The takeaway from this rant?

  • In England (and Wales), make sure your process server understands that his/her affidavit must (1) demonstrate that Hague doctrine has been observed, and (2) reflect that s/he is instructed by a solicitor.
  • In India, don’t even bother.  You’ve got to make an Article 5 request to Delhi.

Oh, and if you try pulling this stunt in China… you and the guy you hire are subject to arrest and imprisonment.

I hear the food’s not very good in Chinese prisons, so good luck.

 


* I use this analogy carefully– my grandmother was a nurse’s aide, and she was the most competent caregiver I’ve ever known.  This post is not about whether process servers know their stuff.  They do– and I have several that I rely on regularly.  But legal analysis isn’t their stuff.

** The Hague Service Convention– including a foreign countries’ declarations to it– constitutes supreme U.S. law, which particularly overrides conflicting lower law.  That pesky old Supremacy Clause strikes again!

  • Victoria R

    Ok, my eyes are wide open. If an attorney in Australia asks me, the process server in the US, to serve a divorce paper, are not I under his/ her instruction? Also, how would it be different by going through your company? Would you act as local counsel for the entire us or contract with a Michigan attorney for a michigan process server, etc.

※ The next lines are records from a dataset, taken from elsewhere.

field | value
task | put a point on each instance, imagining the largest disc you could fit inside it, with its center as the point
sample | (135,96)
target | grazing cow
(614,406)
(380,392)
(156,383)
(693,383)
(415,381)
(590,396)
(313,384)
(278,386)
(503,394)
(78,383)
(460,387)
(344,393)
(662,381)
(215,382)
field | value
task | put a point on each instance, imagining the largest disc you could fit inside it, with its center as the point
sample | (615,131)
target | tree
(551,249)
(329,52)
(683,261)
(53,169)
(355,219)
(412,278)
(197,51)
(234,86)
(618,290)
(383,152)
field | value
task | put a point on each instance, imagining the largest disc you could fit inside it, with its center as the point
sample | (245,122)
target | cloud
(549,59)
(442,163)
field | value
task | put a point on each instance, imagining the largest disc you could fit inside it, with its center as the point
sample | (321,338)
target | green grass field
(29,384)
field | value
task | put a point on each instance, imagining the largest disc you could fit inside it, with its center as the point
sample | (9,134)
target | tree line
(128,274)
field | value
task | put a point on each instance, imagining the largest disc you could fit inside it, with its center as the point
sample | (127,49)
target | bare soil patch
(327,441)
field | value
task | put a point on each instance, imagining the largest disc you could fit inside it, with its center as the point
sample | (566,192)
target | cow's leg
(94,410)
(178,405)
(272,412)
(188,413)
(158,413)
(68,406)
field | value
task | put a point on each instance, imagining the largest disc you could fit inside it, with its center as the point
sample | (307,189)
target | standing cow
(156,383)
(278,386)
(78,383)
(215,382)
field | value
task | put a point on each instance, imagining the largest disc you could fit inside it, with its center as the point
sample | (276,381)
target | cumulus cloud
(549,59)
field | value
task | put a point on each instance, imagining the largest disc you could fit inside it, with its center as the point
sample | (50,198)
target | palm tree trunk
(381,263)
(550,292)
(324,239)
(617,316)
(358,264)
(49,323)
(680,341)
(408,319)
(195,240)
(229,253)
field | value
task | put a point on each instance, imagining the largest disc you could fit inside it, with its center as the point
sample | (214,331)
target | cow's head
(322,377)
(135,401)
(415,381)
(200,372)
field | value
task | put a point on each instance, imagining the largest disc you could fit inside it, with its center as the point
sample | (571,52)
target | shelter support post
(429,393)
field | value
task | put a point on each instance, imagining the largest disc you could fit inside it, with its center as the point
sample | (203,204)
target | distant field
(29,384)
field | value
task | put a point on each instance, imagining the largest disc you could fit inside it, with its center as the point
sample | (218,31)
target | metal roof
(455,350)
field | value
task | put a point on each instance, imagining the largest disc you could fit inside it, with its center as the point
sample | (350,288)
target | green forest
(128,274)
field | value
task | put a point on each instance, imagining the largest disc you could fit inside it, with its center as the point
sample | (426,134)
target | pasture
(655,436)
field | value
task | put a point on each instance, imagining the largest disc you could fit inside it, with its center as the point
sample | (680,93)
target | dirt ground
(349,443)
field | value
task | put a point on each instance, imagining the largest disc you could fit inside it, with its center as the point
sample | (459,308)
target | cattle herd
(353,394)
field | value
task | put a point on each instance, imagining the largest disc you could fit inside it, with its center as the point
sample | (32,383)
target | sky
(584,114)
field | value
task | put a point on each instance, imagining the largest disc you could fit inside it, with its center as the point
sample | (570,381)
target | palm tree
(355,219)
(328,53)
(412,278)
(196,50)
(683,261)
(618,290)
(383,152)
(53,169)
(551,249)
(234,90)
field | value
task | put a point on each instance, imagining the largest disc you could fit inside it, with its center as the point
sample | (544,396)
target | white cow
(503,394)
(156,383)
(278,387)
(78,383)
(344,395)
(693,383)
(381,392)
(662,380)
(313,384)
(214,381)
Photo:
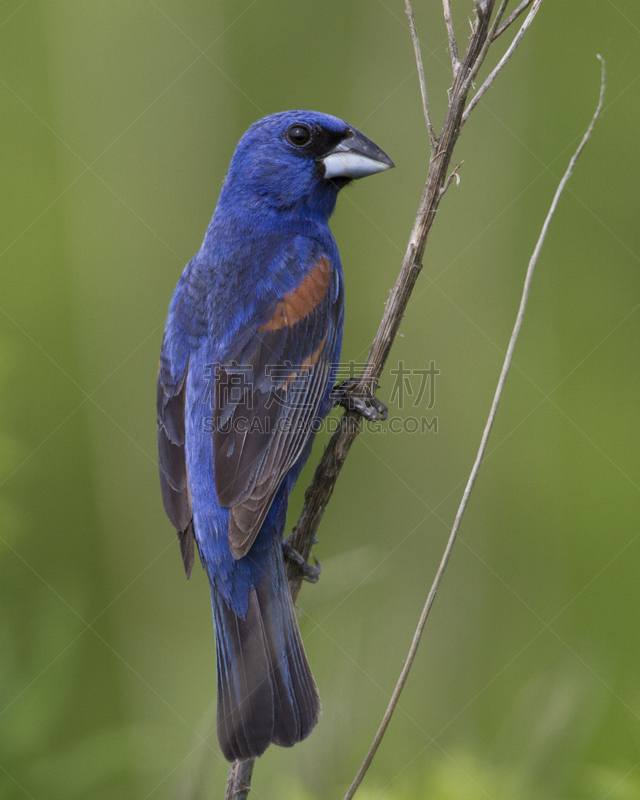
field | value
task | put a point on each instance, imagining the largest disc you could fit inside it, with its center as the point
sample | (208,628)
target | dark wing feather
(267,399)
(174,481)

    • That’s a bit different analysis– the US declaration makes no indication of who is competent to serve here, but it’s really wide open thanks to federal rules. A US process server could serve a foreign action without much fanfare.

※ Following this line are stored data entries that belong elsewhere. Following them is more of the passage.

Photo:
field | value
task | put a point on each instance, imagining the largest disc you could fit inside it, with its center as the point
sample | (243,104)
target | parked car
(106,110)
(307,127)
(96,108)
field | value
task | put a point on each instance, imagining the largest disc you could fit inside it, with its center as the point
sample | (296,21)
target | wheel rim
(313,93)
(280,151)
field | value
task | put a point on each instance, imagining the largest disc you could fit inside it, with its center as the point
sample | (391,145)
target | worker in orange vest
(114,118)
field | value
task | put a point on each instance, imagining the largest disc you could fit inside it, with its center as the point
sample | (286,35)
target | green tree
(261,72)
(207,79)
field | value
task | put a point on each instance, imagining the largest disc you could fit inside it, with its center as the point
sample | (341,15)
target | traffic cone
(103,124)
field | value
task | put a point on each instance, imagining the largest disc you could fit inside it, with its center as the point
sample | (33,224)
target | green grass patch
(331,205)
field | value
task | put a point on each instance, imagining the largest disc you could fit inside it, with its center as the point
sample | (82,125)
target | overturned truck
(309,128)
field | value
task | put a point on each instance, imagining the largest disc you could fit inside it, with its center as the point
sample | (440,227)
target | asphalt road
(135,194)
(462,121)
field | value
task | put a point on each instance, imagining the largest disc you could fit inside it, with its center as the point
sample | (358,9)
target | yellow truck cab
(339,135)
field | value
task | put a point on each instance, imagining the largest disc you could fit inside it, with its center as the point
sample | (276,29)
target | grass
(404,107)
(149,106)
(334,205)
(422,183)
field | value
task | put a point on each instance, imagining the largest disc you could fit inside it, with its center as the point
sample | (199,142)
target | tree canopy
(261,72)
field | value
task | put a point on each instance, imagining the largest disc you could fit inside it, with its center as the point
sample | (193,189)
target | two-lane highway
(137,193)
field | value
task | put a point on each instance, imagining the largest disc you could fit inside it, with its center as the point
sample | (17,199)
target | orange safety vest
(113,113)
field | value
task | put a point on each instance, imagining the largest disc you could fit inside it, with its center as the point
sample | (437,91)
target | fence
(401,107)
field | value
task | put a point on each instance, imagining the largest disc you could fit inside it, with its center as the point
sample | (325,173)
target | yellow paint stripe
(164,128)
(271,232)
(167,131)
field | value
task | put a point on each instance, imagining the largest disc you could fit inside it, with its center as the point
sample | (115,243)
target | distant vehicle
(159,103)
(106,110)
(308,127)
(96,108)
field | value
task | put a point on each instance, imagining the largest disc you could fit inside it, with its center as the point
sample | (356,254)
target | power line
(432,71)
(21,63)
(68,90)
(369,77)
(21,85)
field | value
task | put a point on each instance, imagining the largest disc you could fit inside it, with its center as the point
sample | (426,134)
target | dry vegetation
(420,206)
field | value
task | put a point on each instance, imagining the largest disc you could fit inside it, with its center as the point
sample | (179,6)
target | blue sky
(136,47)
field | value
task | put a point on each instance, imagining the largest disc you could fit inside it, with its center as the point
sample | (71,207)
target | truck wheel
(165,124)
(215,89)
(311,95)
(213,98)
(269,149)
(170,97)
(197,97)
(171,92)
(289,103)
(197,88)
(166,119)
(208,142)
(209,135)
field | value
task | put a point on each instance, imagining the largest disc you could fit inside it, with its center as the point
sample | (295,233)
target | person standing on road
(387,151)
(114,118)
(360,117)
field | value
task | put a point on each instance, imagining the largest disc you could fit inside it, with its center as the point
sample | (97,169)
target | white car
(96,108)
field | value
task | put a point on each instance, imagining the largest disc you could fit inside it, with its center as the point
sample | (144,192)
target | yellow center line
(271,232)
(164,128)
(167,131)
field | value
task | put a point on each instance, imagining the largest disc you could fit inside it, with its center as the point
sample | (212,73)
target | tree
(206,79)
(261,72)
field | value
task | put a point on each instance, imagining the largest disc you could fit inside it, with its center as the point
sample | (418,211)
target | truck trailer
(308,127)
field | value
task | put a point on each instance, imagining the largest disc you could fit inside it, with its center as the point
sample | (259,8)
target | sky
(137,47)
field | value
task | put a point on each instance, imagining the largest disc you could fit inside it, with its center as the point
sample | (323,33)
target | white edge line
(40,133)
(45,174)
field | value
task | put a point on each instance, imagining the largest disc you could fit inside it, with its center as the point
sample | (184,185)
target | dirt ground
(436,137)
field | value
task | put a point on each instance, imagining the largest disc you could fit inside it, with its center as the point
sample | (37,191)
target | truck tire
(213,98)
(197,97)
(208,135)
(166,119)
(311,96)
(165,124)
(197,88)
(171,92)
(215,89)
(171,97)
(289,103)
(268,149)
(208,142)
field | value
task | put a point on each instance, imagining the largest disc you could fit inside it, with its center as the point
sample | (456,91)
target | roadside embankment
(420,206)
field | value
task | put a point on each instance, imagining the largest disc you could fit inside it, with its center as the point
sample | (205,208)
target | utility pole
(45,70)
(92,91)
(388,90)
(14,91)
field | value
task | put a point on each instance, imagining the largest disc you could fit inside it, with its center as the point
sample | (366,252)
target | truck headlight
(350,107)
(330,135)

      But the Australian declaration to Article 3(1) omits attorneys from the list of forwarding authorities. They *may* not be able to make the requests without court involvement. Ultimately, a question of Australian law, which I’m not qualified to analyze.

  • Victoria R

    So if someone contacts me to find a process server in Europe, it is best to contact you first, correct?

    • Feel free any time.

      Note, however, that there’s no such thing as a process server– at least, not in the sense that we know them– in civil law countries (that is, any country that isn’t a common law jurisdiction, eg: England, Canada, Ireland). Moreover, there’s a significant split among civil law countries as to whether a US request can only be submitted to the foreign country’s Central Authority, or if it can be directly addressed to a judicial officer.